I had created a solid team of us and had felt the unity of our group strengthen. They were just as surprised as I had been back in 2019 of the concrete changes that we were making and the sense of community that came around being such like-minded people.
Even with the strength and people power (Paul, Caitlin, Rene, Vanessa, Diana, I hope you know I never forgot that phrase) that For the Many has come to establish, it is the younger generations that helps them flourish. When you high school students join, you are branching out to a new community, a new group of individuals looking for their own way to make a change. Bringing these conversations to places like John Jay, Ketcham, Poughkeepsie, and Beacon High Schools are all ways to challenge the districts that tell us that we can’t fight for what’s right (of course there are other high schools as well, don’t limit yourself to just those).

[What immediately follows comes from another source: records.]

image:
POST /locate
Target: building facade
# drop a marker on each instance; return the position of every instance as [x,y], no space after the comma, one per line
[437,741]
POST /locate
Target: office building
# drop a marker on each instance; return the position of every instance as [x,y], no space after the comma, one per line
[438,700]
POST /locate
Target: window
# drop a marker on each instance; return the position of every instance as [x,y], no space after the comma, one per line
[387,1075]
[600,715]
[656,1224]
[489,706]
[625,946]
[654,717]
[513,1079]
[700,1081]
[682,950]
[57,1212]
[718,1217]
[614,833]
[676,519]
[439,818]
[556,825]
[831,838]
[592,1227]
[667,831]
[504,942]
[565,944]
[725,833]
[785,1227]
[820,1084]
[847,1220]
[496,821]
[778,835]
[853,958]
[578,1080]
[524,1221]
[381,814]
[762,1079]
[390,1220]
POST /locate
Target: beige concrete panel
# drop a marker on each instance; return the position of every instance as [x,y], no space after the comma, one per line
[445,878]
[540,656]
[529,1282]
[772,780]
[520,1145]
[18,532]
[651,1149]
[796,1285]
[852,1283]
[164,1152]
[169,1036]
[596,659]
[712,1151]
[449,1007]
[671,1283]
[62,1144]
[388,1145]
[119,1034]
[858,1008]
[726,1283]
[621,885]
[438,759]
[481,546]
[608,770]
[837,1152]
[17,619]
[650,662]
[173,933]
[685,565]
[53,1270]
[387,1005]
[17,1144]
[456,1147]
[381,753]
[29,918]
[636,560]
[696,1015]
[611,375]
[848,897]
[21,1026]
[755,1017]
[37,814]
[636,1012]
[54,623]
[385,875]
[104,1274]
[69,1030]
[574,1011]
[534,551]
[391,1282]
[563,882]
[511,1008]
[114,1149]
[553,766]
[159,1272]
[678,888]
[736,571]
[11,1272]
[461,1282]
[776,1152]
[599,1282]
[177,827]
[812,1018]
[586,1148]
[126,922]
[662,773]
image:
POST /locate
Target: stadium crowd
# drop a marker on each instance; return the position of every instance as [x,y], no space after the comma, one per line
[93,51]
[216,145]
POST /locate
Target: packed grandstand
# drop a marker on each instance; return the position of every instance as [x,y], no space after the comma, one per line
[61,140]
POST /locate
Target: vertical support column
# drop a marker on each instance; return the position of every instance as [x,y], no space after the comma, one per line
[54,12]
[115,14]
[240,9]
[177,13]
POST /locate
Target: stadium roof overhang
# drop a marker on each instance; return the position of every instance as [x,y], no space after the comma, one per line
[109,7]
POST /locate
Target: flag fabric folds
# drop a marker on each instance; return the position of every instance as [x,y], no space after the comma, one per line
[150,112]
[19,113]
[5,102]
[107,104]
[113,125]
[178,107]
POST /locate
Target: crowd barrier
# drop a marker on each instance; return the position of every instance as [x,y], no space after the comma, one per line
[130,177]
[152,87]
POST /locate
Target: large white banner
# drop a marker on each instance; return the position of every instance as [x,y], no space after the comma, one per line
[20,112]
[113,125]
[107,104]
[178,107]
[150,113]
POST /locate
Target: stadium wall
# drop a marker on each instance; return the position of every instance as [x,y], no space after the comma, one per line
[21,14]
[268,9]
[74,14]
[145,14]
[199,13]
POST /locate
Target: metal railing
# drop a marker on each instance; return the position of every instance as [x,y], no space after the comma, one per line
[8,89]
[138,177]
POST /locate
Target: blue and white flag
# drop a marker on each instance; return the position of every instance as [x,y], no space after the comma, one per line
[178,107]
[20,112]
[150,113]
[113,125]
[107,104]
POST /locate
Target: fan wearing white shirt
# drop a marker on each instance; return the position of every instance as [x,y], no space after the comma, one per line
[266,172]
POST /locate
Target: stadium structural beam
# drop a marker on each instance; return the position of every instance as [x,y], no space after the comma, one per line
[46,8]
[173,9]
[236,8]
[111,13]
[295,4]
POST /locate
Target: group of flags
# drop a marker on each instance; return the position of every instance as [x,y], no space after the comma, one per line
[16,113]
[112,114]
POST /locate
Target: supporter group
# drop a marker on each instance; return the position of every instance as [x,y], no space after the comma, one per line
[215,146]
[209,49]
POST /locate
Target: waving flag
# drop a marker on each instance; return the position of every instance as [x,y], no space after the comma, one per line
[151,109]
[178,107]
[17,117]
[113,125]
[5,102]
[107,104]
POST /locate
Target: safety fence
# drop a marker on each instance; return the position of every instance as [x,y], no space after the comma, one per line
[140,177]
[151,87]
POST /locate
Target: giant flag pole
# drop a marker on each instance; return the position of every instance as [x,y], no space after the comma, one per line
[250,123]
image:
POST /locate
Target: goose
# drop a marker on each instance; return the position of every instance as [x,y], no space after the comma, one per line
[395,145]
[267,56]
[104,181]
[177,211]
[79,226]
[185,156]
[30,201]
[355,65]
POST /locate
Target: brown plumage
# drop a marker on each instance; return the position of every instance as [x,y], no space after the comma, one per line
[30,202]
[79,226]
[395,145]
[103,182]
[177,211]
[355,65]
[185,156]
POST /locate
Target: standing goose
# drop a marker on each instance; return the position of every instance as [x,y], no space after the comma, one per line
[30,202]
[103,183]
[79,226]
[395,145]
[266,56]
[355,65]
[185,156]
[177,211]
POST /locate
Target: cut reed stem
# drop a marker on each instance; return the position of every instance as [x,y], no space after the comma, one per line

For the Many put me on the right path for my future. Now, I live in New York City where I attend the Eugene Lang College for Liberal Arts at the New School. I’ve entered an environment that prioritizes social justice, environmental sustainability, and community. Even with all that said, the fight for justice is never over. In one of my classes, we are working on a group project to challenge the New School for repeating their Land Acknowledgements to the Lenape Indigenous Tribes all the while offering nothing to the 3 Indigenous students whose land this once was. I wouldn’t have gotten to where I am, and have been able to find a space where we can challenge the institution we learn in, without For the Many.
People power forever and, as always, pass it to the left.